Friday, June 24, 2011

Fraction A Day - Day 12 - Esteban's Fraction Cutter Design

So I asked the question, how would you create a program to "cut" the polygon in half so you have two polygons and can separate them (similar to Slice It!).

One person asked can we use the slope (she had been studying slope).  I responded its natural to use what you just learned and what you know and its wonderful when it works.  Can anyone think of another way?

Then Esteban suggested:
"You fill the square with little turtles until it all fills up. Then you count how many are on each side to get the percent."   
(this was for the part of the game where it reports the fractional parts as percentages.)
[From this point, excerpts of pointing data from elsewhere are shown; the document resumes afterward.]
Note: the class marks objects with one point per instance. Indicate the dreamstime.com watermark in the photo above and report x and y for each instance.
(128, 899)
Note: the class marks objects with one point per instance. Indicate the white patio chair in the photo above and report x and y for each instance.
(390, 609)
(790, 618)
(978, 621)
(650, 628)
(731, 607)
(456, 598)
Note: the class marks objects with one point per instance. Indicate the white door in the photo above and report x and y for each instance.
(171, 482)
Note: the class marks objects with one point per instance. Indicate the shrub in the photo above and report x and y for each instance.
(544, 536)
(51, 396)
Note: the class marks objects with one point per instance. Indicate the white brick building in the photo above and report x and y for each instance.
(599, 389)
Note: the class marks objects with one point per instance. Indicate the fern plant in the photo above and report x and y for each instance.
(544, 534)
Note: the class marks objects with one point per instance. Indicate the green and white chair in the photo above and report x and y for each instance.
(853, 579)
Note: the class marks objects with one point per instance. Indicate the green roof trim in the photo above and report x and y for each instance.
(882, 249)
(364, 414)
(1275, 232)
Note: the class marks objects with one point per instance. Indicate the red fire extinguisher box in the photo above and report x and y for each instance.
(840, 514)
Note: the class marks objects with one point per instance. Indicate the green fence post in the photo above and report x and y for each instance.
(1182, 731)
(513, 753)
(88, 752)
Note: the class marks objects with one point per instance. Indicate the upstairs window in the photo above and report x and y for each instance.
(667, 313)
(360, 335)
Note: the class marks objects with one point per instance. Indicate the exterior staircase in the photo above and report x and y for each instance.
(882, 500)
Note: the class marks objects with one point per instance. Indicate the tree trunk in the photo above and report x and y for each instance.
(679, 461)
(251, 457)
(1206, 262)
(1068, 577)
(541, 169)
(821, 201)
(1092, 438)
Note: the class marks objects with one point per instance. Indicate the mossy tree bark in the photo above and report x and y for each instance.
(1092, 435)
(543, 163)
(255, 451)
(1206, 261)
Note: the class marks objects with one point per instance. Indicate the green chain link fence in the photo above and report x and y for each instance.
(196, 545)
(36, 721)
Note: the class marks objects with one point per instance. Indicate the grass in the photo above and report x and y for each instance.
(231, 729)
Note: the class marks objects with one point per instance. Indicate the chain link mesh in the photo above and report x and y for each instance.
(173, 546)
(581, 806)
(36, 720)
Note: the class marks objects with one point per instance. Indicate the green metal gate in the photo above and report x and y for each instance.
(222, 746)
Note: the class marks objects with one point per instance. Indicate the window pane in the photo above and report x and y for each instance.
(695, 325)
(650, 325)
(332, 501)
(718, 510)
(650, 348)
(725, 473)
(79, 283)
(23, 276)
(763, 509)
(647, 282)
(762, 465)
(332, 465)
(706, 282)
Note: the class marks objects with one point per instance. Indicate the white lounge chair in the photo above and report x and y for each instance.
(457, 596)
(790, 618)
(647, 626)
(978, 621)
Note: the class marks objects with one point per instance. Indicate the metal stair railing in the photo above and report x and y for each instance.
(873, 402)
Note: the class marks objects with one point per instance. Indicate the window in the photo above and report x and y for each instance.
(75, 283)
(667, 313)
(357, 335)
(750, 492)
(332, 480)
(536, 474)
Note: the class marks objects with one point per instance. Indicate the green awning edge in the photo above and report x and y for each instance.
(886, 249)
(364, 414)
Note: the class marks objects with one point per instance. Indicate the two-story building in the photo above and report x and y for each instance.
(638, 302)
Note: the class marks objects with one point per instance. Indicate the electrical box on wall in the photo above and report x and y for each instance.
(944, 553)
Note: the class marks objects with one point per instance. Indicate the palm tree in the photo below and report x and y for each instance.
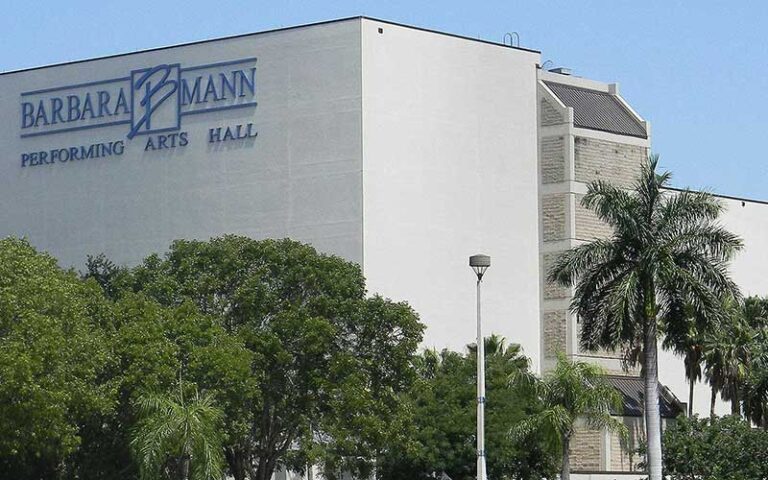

I asked then said that's an interesting idea, how could you tell which side of the line a turtle is on? To which he responded:
"So lets say ou have a tool that measures color and a tool that measures distance. then you merge those tools and make a script that sees two colos and measures the distance between them and from that you can say, what if I do it to measure the whol box and have that tool tell you the area of something.
I then asked: How would you program that?
"Take two basic tools and build a script that uses both of them then build a script that uses two other basic tools, then combine them and keep going so you have like a ladder to the ultimate goal."
 Now, I ask myself, what basic tools could I provide that kids could use to build a "slicer" script.  Dr. Geo and Geogebra come to mind (thanks Karl for the idea).  I like the idea of Dr. Geo (not only because a version is embedded in Etoys, but it allows you to script).

FYI, I already have figured out a way to do this (I think) just have not had the time to program it.